The product doesn’t matter. Whether it’s iron ore or newspapers or toothpaste or chewing gum doesn’t matter. It’s the stock price. Nobody tries, anymore, to leave their children a successful business. The goal is to leave them a valuable stock portfolio.
The businesses involved are irrelevant.
Someone commented the other day that businesses are expected to show a profit, and so editorial decisions should be aimed in that direction.
First of all, duh.
Second, however, is that the editorial department knows f***-all about marketing, and their decisions have more do with split infinitives than with getting people to buy the damn newspaper.
I say that as someone with half a century in media, about half in editorial and half in marketing, including having completely redone a comics page, dailies and Sundays.
I’ve seen every aspect, worked every department in the industry. I have dwelt in the belly of the beast.

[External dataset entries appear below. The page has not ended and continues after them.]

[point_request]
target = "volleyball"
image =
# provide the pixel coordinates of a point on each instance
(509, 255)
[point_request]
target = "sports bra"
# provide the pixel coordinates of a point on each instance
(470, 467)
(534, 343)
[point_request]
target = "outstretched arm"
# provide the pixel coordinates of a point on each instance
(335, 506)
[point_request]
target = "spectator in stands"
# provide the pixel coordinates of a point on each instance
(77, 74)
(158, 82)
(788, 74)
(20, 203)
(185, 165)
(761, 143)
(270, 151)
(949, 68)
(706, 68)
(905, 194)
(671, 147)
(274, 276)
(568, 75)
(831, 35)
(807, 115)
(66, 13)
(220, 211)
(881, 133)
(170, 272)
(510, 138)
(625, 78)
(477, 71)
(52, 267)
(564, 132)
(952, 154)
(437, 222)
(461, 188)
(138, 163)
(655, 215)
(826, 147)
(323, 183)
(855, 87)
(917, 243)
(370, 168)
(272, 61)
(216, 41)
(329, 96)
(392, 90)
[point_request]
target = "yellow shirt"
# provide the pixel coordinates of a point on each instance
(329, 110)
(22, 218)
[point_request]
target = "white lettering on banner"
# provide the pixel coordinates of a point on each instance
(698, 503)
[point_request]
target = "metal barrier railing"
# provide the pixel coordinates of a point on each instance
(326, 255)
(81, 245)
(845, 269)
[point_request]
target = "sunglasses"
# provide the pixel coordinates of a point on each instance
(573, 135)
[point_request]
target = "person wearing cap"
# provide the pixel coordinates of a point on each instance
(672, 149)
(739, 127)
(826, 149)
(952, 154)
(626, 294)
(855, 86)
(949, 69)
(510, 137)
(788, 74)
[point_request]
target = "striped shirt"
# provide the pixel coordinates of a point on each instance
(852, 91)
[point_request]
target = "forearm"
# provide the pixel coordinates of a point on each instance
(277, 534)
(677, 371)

Those who come to the AAEC Convention in Columbus next week can find out more. I prefer porter or stout, and if you keep them coming, I’ll keep the stories coming, because, boy-jayzus, can I lay out the details when the lawyers aren’t eavesdropping.
So anyway.
I don’t know how cartoonists will deal with an industry that despises its readers.
But I do know this: If you claim to like comics, you need to support two websites:
Comics Kingdom, home of King Features’ syndicate, which is currently offering a free month, after which it’s $29.95 a year.
And GoComics, which also has a special on, and is only $19.95 a year, which I mention second because they’re technically my bosses.
Now, let’s be honest: Ain’t nobody gonna get rich from this.
But, on the other, hand, cartoonists won’t get anything from you subscribing to some sad-ass paper that doesn’t carry their work at all. So plan your spending accordingly.
Also, that five dollar cappuccino half-caf whatever every morning adds up to one helluva lot more than 50 bucks over a year. If you consider yourself a coffee lover — or a monkey lover — good on you.
But if you consider yourself a comics lover and you’re still copping your comics for free, maybe you don’t love them all that much. Or maybe you haven’t given things a whole lot of thought.
Drop that note off to the people at your local paper. Now. Not tomorrow. Not later. Now. Today. Now.
And if it includes a cancellation, so much the better. Get their attention.
Meanwhile, if you like comics, if you’re not just bullshitting us and yourself, sign up for both Comics Kingdom and GoComics and then pick out a couple of cartoonists whose patreons you are willing to support and support them, too.
But, otherwise, don’t insult us by telling us how much you love comics.
Nobody wants to hear that half-assed, weak-kneed Freddy shit anymore.